Ukraine has paid too high a price for the democratic reforms ushered in by the 2004 Orange Revolution, according to the pro-Russian front-runner in the country's presidential race, who pledges to bring back the "rule of law" if elected next month.
Viktor Yanukovych, whose Kremlin-backed election victory in 2004 was overturned by the Supreme Court amid allegations of fraud, says the pro-Western revolution that brought his rivals to power has led to political chaos, corruption and a dismal economy.
"So what did this Orange Revolution give us?," Yanukovych asked in an interview Monday with The Associated Press. "Freedom of speech? That's very good. But what price did the Ukrainian people pay for this? For the development of this democratic principle in our country, the price was too great."

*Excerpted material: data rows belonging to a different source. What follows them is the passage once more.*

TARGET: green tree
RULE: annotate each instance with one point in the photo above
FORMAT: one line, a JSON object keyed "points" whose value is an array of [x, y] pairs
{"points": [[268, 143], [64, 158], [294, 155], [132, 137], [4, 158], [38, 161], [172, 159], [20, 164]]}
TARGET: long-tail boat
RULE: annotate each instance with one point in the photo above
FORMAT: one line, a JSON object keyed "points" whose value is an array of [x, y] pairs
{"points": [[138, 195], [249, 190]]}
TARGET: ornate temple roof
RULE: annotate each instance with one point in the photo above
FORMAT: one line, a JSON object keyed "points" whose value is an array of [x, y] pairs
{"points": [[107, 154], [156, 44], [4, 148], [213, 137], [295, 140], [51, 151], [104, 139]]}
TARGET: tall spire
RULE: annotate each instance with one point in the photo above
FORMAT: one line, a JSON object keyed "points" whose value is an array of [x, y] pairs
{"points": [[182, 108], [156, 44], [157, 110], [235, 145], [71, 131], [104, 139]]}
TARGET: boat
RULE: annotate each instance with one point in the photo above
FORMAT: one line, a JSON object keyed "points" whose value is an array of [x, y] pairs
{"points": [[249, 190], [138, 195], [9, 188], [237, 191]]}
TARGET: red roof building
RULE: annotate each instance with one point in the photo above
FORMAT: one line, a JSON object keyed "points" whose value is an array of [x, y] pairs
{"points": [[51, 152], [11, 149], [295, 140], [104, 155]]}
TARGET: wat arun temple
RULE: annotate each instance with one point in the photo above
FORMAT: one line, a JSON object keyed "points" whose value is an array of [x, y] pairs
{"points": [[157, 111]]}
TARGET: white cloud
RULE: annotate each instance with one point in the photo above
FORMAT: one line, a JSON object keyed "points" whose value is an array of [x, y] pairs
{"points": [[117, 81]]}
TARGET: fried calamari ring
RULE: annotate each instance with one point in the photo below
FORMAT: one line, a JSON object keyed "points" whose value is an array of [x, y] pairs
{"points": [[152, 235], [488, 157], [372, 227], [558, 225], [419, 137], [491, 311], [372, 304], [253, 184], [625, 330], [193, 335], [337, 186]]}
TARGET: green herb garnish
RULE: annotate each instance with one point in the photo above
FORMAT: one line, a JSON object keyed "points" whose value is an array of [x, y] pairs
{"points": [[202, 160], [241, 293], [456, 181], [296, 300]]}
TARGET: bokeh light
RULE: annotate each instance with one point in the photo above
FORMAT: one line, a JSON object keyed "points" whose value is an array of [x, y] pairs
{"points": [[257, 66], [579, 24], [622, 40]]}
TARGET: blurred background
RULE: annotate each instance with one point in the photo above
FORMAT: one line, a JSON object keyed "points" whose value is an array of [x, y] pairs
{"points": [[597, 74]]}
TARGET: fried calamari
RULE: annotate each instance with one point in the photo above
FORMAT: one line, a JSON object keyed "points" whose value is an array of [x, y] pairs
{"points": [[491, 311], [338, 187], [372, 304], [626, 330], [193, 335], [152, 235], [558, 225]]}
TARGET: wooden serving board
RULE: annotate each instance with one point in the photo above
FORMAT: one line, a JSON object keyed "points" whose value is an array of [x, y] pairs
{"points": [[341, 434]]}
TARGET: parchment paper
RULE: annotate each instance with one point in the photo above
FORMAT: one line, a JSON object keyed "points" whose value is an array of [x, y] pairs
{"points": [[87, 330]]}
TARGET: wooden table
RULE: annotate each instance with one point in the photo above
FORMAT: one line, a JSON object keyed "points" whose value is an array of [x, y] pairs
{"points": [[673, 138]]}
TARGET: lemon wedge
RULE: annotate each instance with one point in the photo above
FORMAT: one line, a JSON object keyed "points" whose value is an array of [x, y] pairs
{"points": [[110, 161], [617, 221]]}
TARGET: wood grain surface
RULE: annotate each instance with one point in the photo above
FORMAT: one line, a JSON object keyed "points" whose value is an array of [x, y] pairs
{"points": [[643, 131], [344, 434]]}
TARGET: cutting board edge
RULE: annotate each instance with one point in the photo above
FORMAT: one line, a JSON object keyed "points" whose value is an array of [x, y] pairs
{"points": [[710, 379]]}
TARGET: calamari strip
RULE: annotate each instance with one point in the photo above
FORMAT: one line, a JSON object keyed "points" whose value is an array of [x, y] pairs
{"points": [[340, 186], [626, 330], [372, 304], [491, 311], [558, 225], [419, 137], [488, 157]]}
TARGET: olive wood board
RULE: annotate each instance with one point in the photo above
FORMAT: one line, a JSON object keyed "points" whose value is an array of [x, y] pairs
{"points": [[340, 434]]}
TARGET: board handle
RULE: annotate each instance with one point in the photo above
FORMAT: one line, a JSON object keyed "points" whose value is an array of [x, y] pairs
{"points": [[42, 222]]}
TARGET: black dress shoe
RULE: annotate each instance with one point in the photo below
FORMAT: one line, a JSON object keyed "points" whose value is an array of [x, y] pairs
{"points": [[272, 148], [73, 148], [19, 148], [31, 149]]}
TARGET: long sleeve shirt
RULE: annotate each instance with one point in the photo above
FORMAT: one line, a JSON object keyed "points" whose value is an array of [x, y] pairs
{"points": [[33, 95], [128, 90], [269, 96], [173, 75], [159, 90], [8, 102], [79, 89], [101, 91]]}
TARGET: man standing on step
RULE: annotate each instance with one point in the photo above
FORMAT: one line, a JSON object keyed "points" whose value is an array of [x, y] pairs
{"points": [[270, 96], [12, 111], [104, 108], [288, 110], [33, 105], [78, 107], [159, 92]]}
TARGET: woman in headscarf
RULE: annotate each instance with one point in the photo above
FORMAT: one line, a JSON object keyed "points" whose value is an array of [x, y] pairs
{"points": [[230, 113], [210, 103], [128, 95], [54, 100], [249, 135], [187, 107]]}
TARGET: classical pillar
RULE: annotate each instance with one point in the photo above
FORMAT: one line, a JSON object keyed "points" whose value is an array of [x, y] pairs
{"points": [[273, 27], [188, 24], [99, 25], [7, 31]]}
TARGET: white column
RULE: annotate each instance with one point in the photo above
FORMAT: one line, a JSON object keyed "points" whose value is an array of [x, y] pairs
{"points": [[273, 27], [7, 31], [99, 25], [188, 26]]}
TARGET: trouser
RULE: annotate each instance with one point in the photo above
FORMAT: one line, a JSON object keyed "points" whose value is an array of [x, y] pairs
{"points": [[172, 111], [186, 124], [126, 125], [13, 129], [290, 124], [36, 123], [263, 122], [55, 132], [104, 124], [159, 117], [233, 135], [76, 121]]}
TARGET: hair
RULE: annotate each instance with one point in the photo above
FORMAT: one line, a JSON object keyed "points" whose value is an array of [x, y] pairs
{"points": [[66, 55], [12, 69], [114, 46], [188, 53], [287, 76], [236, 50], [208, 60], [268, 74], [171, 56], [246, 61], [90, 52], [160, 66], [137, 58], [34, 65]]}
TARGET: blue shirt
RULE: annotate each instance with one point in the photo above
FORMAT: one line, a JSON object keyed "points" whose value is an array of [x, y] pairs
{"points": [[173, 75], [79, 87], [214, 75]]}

Democracy is "above all the rule of law," which the Orange Revolution has failed to bring, he said.
Since taking power in 2005 on a wave of hope and excitement, the revolution's leaders have disappointed many Ukrainians, fostering nostalgia among some for the stable, if autocratic, rule of an earlier era.
The Orange Revolution took Ukraine out of Russia's orbit, as the pro-Western leadership sought membership in the European Union and NATO. It also deepened animosity between the pro-Russian east and the west of the country, where Ukrainian nationalism is strong.
Yanukovych said his first priority as president would be to revive the use of the Russian language in schools and in the workplace, a move that would reverse the "forced Ukrainization" of the millions of Russian-speaking Ukrainians who support him.
"This is the main question that we have to solve right now, the one that is very seriously worrying the people," he said.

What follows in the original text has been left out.